Natif de Burgos, c'est bien dans la capitale des Asturies ouvrières que Juan Mata découvre les joies du ballon rond. Ses débuts, il les connaît au club de football en salle de La Fresneda. Plus tard, il intègre le centre de formation du Real Oviedo duquel il devient rapidement l'étendard. Avec pas moins d'une centaine de buts lors de ses deux années de U-13, il braque les projecteurs sur lui. Le Real Madrid flaire la bonne affaire et renforce sa Fabrica en 2003. « Pour pouvoir rester toute sa vie dans la même équipe, il est important que tu en ressentes le besoin. Mais il faut aussi que le club t'offre des défis au niveau sportif. Il faut que tu puisses te voir grandir en tant que joueur, regrette l'intéressé à demi-mot sur les ondes de Radio Marca. Moi, je suis d'Oviedo, mais le club a connu une série de problèmes économiques et structurels qui ont fait que beaucoup d'entre nous sommes partis. » Un refrain qui s'applique également à Santi Cazorla. De quatre ans son aîné et natif d'Oviedo, il a lui aussi dû s'exiler en 2003. Des départs qui s'expliquent par une gestion cataclysmique des comptes d'un club qui a bien failli couler durant une décennie.

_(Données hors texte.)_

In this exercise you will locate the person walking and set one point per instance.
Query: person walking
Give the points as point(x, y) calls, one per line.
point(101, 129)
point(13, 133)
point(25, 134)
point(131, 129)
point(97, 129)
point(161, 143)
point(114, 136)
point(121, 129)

Plus que ses problèmes financiers, c'est l'incroyable vitalité du centre de formation d'Oviedo qui interpelle. En plus de ses deux internationaux absolus, le Real des Asturies a également sorti des joueurs de la trempe de Michu et Adrian, qui ont eux aussi connu les joies d'une convocation avec la Roja. Fermin Álvarez, directeur de la cantera locale, tente d'expliquer cette pullulation de talents : « Si les quatre joueurs de renom que nous avons formés sont offensifs, c'est peut-être parce que dès les plus jeunes catégories, nous avons des entraînements "individualisés". Pas joueur par joueur, mais ligne par ligne : il faut croire que nous avons un penchant pour les attaquants. Mais nous avons également formé de bons défenseurs comme Luis Manuel, ou un autre attaquant, Oli, qui a été international (à deux reprises en 1997 pour un but, ndlr). » Cette attirance pour la formation, les deux larrons l'ont dans les veines. Ainsi, lors de leurs vacances de fin de saison, ils viennent s'occuper du campus d'été dédié aux jeunes de la région. Et ne cessent de répéter leur amour pour le maillot azul.

Mata : « Ce serait génial de terminer ma carrière ici »


Cet amour pugnace ne se nourrit pas que de paroles. Ainsi, lorsqu'il y a trois ans, le club est au bord de la banqueroute, ils n'hésitent pas à mettre la main à la poche. Comme des milliers de supporters anonymes, ils achètent quelques actions et se muent en sauveurs d'un club qui, par le biais du milliardaire Carlos Slim, retrouve une certaine sérénité financière. Aujourd'hui revenu en Liga Adelante, le Real Oviedo se veut ambitieux. Et espère grandement qu'un jour, Cazorla comme Mata portent le maillot bleu en senior. Une chose qu'ils n'ont encore jamais fait, mais qui trotte dans leurs têtes. « Le Real Oviedo est l'équipe de celui que j'étais, de celui que je suis et de celui que je serai, radote à longueur d'interview le meneur des Gunners. J'y ai grandi, j'y ai beaucoup appris en tant que joueur et que personne. À court terme, ce sera difficile de porter ce maillot, mais j'espère que dans quelques années, je pourrai le faire. » Une volonté, un rêve que partage Juan Mata : « Si je reviens en Espagne, ce serait génial de terminer ma carrière ici. » À défaut d'y terminer leurs parcours de footballeur, ils pourront toujours profiter de cet Espagne-Slovaquie dans une enceinte qui n'aura d'yeux que pour eux.